If true, this is a powerful validation of our Unitarian Universalist approach to religion.  If the experience of transcendence is ruled by brain anatomy and chemistry, process trumps content.  Creedal formulas and theological and philosophical tracts do not hold the key to the life of the spirit.  Spiritual practices, however, do.  Experience matters more than mental formulations.

Today, Unitarian Universalists are well positioned to take advantage of this brain research, using it to appreciate other religious traditions, and forge a wider approach that will satisfy people who want an open and affirming religious path.  We can also use this research to quarantine aspects of these traditions such as literalism, magical thinking and religious hysteria that are not compatible with our way of doing religion.

The potential genius of Unitarian Universalism is recognizing this as a human biologically driven process, without settling on an exclusive answer and leaving room for the variation of individual experience.  This open way to do religion is not going to be a popular approach because it requires a high level of emotional and intellectual maturity that seems sadly absent in the greater population today. 

However, for those who are already shaped this way by their biology and their conditioning, we potentially have a profound way to bring people who require the use of their minds as part of their spiritual path, to awakening and liberation, even salvation.
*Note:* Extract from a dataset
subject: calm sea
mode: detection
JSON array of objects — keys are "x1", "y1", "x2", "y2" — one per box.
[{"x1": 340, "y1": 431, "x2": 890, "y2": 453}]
What this requires of us as individual Unitarian Universalists is to look behind the religious language, image and symbol seeking a common human experience that can unite us.  Can we pray fervently with Jews, Christians and Muslims finding in our brains an affirming human resonance within their words?  Can we chant with the Hindus and meditate with the Buddhists and feel uplifted?  And finally, can we study human experience through science, literature and history and find the Spirit of Life and Love speaking through them the same way it continues to speak through us today?
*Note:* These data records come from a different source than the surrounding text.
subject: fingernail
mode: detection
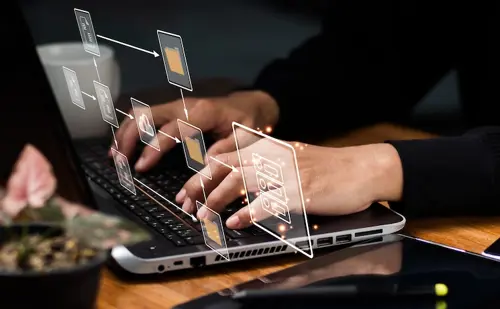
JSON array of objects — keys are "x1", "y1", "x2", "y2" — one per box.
[
  {"x1": 196, "y1": 207, "x2": 207, "y2": 219},
  {"x1": 175, "y1": 189, "x2": 186, "y2": 203},
  {"x1": 226, "y1": 216, "x2": 240, "y2": 228},
  {"x1": 135, "y1": 157, "x2": 146, "y2": 170},
  {"x1": 182, "y1": 197, "x2": 193, "y2": 213}
]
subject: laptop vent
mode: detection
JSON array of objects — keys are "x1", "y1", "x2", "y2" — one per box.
[{"x1": 215, "y1": 245, "x2": 288, "y2": 262}]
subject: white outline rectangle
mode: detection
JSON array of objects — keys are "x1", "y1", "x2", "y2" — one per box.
[
  {"x1": 94, "y1": 80, "x2": 120, "y2": 129},
  {"x1": 156, "y1": 30, "x2": 193, "y2": 91},
  {"x1": 111, "y1": 148, "x2": 137, "y2": 195},
  {"x1": 130, "y1": 97, "x2": 160, "y2": 151},
  {"x1": 177, "y1": 119, "x2": 212, "y2": 180},
  {"x1": 232, "y1": 121, "x2": 314, "y2": 259},
  {"x1": 62, "y1": 66, "x2": 86, "y2": 110},
  {"x1": 74, "y1": 8, "x2": 101, "y2": 57},
  {"x1": 196, "y1": 201, "x2": 229, "y2": 261}
]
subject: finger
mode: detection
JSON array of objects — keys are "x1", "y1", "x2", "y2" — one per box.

If so, we will have found:

A house of love with no limits,
a presence more beautiful than venus or the moon,
a beauty whose image fills the mirror of the heart.

 

Benediction

I close with another short Rumi poem

    The beauty of the heart
    is the lasting beauty:
    its lips give to drink
                of the water of life.
    Truly it is the water,
                that which pours,
                and the one who drinks.
    All three become one when
                your talisman is shattered.
    That oneness you can't know
                by reasoning.


Mystery, Mystery, Life is a riddle and a mystery.
May we be open to experience mystery,
            Letting the mystery pour through us …  like water.

Go in peace.  Make peace.  Be at Peace.